Footage released by the Albany Police Department shows an officer draw a gun seconds after first stopping a reportedly mentally ill man they later shot on New Scotland Avenue.

For much of the start of the footage, officers are seen having trouble navigating street names surrounding a police call for an alleged armed home invasion that occurred in the early hours of January 24th. During the press conference where the footage was played, Albany Police Chief Eric Hawkins still would not say if the two incidents were directly related, but said he anticipates criminal charges against the man shot for his role in the shooting.

In the video shown, officers pull into a small parking lot on New Scotland Avenue and notice a man who has now been identified as Jordan Young, a 32-year-old resident of the home where the alleged invasion took place. His family has stated through a spokesperson that he struggles with schizophrenia and bipolar disorder.

The officers then put their police vehicle into park. “How you doing buddy? Where are you going right now?” an officer first says to the man as they exit their vehicle.

“Clearly this wasn’t a stop. This was a person that is in the middle of the road with the dog and when they just asked a very benign question the person pulls out a knife,” Chief Hawkins said at the press conference. “At that point the dynamics of the encounter change.”

You can then see the man squat down next to his dog.

“What is that you got in your hand?” the same officer then asks.

Young appears to respond “a fucking knife” and adds what sounds like something about “fucking crazy.” A photo released by the police department shows a knife with an approximately three inch blade.

The officer then radios dispatch and draws his service weapon, to which Young gets up and initially starts walking away with his dog.

As the officer and his partner repeat commands for him to “put it down” and “drop the knife”, Young begins to slowly make his way back towards them. By now two more officers are on scene, a total of four officers yelling commands. Young has let his dog go and it is freely walking around the scene.

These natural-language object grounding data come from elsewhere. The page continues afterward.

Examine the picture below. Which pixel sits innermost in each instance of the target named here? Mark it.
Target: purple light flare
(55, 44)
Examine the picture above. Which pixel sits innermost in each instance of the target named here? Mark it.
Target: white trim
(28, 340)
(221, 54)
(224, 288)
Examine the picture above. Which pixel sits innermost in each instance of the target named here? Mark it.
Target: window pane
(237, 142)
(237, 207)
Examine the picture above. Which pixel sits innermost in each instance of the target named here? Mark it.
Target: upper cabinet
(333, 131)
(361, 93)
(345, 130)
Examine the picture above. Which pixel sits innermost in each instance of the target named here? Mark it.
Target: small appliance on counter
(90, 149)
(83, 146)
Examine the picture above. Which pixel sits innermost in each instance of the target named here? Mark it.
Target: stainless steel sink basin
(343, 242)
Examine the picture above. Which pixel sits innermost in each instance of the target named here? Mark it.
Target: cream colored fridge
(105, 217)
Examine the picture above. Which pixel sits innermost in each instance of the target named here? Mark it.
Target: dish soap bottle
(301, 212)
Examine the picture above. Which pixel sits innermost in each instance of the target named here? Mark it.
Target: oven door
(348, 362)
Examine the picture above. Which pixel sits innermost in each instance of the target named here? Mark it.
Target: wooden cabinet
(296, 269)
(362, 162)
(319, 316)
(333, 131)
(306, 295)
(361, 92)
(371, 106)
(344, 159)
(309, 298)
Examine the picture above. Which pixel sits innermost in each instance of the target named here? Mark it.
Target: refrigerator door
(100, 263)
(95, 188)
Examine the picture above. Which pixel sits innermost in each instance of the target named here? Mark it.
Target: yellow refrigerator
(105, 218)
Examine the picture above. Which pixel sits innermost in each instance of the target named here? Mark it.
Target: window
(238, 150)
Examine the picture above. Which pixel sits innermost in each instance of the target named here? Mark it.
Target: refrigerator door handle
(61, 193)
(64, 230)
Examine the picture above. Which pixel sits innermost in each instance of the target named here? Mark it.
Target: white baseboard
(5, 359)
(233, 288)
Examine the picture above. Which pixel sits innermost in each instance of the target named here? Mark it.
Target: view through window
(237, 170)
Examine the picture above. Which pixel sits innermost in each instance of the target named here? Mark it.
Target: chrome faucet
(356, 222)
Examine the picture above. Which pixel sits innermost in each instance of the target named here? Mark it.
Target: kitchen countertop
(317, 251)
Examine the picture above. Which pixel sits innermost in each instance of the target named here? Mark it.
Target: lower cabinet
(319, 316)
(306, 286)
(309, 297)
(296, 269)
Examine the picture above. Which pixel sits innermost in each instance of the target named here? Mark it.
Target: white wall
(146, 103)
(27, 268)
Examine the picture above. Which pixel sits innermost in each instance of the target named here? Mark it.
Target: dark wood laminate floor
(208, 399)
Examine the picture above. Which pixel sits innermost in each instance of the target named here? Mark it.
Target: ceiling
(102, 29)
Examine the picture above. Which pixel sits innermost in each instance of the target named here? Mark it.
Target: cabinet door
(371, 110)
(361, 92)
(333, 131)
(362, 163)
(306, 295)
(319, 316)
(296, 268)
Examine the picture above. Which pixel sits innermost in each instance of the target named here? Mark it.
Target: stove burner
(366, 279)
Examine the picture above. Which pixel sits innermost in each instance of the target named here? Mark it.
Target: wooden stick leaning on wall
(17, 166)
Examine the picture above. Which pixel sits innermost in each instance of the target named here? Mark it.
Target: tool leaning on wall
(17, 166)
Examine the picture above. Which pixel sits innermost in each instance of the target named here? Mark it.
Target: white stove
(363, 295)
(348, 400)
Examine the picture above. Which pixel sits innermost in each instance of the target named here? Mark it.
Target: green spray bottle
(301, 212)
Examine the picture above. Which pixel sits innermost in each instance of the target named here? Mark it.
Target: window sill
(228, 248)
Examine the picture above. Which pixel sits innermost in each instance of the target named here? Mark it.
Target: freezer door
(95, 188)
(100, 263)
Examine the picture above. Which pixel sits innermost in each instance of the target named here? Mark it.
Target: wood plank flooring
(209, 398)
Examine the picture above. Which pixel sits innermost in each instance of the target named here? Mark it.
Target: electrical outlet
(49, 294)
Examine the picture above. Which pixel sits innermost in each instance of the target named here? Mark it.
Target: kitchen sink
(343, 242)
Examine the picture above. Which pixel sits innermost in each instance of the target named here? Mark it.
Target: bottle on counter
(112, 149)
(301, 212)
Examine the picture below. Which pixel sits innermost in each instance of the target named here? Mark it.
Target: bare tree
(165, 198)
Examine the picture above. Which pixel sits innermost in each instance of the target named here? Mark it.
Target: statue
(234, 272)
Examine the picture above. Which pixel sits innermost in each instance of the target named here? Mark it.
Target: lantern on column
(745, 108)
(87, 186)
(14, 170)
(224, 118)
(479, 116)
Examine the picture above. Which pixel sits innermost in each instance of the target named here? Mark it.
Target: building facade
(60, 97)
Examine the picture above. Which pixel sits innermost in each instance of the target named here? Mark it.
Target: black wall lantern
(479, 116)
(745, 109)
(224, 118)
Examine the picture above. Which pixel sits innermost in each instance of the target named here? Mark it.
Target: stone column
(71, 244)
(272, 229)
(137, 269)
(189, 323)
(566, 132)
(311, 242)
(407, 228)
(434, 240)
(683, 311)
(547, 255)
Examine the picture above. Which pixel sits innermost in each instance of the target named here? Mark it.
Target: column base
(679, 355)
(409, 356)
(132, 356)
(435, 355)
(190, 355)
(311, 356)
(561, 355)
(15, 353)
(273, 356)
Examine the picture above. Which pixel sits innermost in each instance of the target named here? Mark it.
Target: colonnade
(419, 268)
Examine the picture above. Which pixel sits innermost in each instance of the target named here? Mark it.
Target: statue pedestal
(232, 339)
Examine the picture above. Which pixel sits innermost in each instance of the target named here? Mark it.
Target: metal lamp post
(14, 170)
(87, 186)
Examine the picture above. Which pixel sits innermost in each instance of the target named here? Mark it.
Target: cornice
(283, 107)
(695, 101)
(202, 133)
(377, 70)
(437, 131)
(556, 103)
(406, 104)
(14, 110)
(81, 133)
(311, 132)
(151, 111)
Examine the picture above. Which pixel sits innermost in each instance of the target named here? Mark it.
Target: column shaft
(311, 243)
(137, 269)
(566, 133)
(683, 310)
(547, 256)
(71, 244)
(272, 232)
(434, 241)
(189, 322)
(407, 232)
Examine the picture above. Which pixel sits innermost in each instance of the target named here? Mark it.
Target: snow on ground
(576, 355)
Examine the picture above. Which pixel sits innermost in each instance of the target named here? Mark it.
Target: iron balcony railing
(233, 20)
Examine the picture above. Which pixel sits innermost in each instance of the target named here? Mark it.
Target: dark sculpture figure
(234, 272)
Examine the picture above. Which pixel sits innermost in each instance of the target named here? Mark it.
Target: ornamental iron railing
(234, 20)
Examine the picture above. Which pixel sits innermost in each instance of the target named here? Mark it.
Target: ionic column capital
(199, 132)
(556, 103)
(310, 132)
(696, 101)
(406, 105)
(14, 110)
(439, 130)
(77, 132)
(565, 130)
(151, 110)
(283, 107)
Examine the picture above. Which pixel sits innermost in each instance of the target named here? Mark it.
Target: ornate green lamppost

Video from the second officer’s body cam shows Young then begin to rapidly approach him after he drew his service weapon. Seconds later, he begins to run towards him with the knife. As the officer is retreating, he fires multiple shots. Another officer is directly behind Young, but footage from his camera was not shown. A source with knowledge of the investigation has identified that officer as the one who reported having a Taser on scene. The video cuts off immediately after the three shots were fired. It was not clear on the video when, or if, a Taser was used. Chief Hawkins has again stated that an officer did use one.

In the nearly one minute leading up to Young running towards the officer, the only words spoken by the officers included “drop the knife” or “put it down,” which were called out over two dozen times. Nothing else was said to the man during the encounter.

At the press conference, Chief Hawkins again heralded his officer’s actions, saying “this clearly shows the deescalation mentality.” He said the officer who fired his weapon has been on the job for just 10 months.

When asked if that officer had a Taser, Chief Hawkins said he did not. The current stock of Tasers, which are not issued to every officer, were replaced in August of 2020. He said that was the opportunity to buy more and equip the entire force, but blamed the George Floyd protests and the police reform movement as the reason it did not happen.

“I, as Chief, made a decision to prioritize other things besides adding less-lethal weapons into this department,” he said. “So I prioritized additional training for our officers in deescalation techniques.”

Receipts obtained from Albany Proper show that APD spent nearly $20,000 on tear gas and rubber bullets during that time period.

The Center for Law and Justice, whose director Alice Green is working with Young’s family, put out a statement to call attention to events that preceded Monday’s shooting. Green has asked why Young was stopped in the first place.

The Community Police Review Board said a decision on whether they will investigate will be made early next week.

Update February 8th: Members of the Albany Community Police Review Board unanimously voted tonight to launch an  investigation into the January 24th police shooting of Jordan Young. It will be the first since the board was granted new independent investigation and subpoena powers with the passing of Prop 7 last year. “There are still a lot of open questions that we as a board need to look into,” Nairobi Vives, chair of the CPRB, said during the meeting.

A statement from Mayor Kathy Sheehan, who did not appear at the press conference with Chief Hawkins, echoed his support.

“It is clear from the video the officers had less than 60 seconds to attempt to de-escalate the situation before the individual charged at one of the officers while threatening them with a knife, a deadly weapon,” the statement said.

“I’ve heard that the Albany Police department officers may need more training or they may be deficient in terms of deescalating particularly with individuals who may be under some sort of mental duress,” Hawkins said. “That implication is absolutely false.” Both Sheehan and Hawkins stated the same statistics to demonstrate Albany Police’s handling of mental health calls.

According to them, “APD has responded to nearly 9,000 calls for service involving emotionally disturbed persons since 2019 – many of those calls involving instances where the individual possessed a weapon. In several instances, officers have been injured – sometimes seriously – while utilizing de-escalation tactics gleaned from departmental trainings, and none of these instances resulted in the use of deadly force by a member of APD.”

The case of Jordan Young appears to now be the exception.